IL PONTEFICE IN VISITA A NOPOLI: LUCE E SPERANZA IN UNA TERRA PERVASA DA VELENI VERI E DA FALSE RASSICURAZIONI.

Questa primavera i partenopei saranno onorati, dalla presenza di Papa Francesco. Il Papa, ed un grande uomo, rivoluzionario. Il Papa dai gesti nobili e sorprendenti, dagli sguardi gentili ed i sorrisi buoni, delle telefonate improvvise ed inaspettate. Il Papa che più di ogni cosa, in questi tempi dove tutto è eclatante e complesso, rispecchia la semplicità e la bontà.
L’annuncio di tale visita, prevista il 21 Marzo 2015, fu dato, dal Cardinale di Napoli Crescenzio Sepe, durante la celebrazione per la festività di San Gennaro. È risaputo che i partenopei siano un popolo particolarmente religioso e devoto al Santo patrono e. Molte cose, come usi e costumi e tradizioni, sono spesso legate alla religione che, a modo suo, ha contribuito ad una buona parte della cultura partenopea. L’arrivo del Papa a Napoli è per molti una chance, un segnale divino da cui ripartire per poter essere un popolo ed una città migliore. Sono, dal giorno dell’annuncio, in subbuglio e in festa il cuore e l’anima della città.

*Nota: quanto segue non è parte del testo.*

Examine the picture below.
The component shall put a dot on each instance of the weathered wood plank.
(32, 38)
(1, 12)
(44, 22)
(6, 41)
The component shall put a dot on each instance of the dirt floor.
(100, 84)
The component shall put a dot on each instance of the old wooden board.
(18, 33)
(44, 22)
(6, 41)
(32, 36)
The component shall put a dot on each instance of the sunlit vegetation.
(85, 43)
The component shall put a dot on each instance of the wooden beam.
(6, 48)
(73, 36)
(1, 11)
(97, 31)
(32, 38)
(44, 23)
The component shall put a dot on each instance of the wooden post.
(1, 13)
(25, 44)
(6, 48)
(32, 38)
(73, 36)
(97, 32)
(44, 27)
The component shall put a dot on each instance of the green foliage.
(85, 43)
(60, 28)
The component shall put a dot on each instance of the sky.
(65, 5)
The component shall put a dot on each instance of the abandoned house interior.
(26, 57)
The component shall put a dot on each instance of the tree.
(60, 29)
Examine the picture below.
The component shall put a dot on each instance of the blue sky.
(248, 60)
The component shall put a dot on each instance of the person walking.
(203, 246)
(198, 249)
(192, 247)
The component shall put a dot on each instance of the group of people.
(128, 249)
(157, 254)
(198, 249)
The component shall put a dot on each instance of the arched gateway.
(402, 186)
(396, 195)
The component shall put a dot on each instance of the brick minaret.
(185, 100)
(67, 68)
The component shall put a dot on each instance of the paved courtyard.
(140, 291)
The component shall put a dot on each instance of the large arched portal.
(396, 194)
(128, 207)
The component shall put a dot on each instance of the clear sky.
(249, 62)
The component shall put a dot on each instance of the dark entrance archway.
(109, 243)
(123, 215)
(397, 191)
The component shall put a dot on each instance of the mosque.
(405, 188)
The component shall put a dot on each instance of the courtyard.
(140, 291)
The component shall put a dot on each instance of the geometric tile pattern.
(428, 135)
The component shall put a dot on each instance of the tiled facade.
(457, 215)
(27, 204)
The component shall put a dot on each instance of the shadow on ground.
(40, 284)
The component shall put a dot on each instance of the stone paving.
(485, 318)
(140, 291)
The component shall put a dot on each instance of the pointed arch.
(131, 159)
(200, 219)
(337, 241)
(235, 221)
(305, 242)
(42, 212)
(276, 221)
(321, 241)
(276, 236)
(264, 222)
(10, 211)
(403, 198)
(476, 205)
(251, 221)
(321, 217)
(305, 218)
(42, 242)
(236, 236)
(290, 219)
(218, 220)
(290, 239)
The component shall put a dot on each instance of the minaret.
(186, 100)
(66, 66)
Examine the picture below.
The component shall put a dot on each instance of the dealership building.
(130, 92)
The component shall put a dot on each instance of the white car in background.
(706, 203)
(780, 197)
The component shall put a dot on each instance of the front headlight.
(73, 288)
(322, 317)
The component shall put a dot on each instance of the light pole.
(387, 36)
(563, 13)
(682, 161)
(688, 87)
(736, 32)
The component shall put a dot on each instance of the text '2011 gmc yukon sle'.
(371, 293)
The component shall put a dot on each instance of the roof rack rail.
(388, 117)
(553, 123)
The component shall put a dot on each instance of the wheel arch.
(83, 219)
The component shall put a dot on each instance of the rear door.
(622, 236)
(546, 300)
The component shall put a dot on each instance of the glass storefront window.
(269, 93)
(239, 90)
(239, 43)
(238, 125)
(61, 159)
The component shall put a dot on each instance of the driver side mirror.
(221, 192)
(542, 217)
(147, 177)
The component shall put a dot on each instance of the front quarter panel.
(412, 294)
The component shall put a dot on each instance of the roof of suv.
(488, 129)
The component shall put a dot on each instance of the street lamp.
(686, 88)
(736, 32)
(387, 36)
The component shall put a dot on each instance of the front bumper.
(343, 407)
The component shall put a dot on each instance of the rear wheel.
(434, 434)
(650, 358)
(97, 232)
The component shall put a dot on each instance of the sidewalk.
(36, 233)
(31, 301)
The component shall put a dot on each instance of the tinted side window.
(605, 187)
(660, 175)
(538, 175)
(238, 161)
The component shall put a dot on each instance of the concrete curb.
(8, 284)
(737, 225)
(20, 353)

La visita di Papa Francesco in Campania comincerà alle ore 08.00, con arrivo del Pontefice in elicottero, al Santuario di Pompei dove, insieme ai fedeli, si reciteranno le preghiere alla Madonna con successivo incontro con l’Arcivescovo Tommaso Caputo. L’arrivo a Napoli, sempre in elicottero, è previsto nel campo comunale di Scampia, dove il Pontefice sarà accolto dal Cardinale Sepe; dal sindaco De Magistris e dal governatore Caldoro. Farà, poi, visita alle Vele ed avrà un incontro con alcuni esponenti del mondo del lavoro(con i quali, verranno discussi temi ed aspetti, della mancanza del lavoro , in una terra dove la manovalanza del cattivo affare, si estende sempre di più) e della cultura partenopea. A termine dell’incontro il Pontefice, a bordo di un auto, il tragitto prevede il passaggio per Corso Secondigliano, la Doganella, Piazza Carlo III, Via Foria, Via Pessina, Piazza Dante, Via Toledo, Piazza Trieste e Trento per raggiungere Piazza del Plebiscito e celebrare alle ore 11.00 la Santa Messa, a conclusione della quale, il Papa saluterà i fedeli a bordo della Papamobile. Il Pontefice raggiungerà, finiti i saluti, il carcere di Poggioreale per pranzare con cento detenuti ed incontrare una delegazione di carcerati di Secondigliano, Nisida e Pozzuoli. Alle 14.00 il Papa verrà accompagnato in Curia, a Largo Donnaregina, dove riposerà prima della visita al Duomo per venerare le reliquie di San Gennaro ed incontrare il clero. Subito dopo si recherà alla Chiesa del Gesù Nuovo, per incontrare gli ammalati. Papa Francesco, dopo aver dedicato tutto il tempo necessario per regalare un sorriso dolce; una carezza o una parola di conforto agli ammalati, concluderà la sua visita napoletana sul lungomare dove incontrerà i giovani e la folla accorsa per l’ultimo saluto. Finiti gli incontri programmati, il Pontefice ritornerà in elicottero in Vaticano dal porto di Napoli.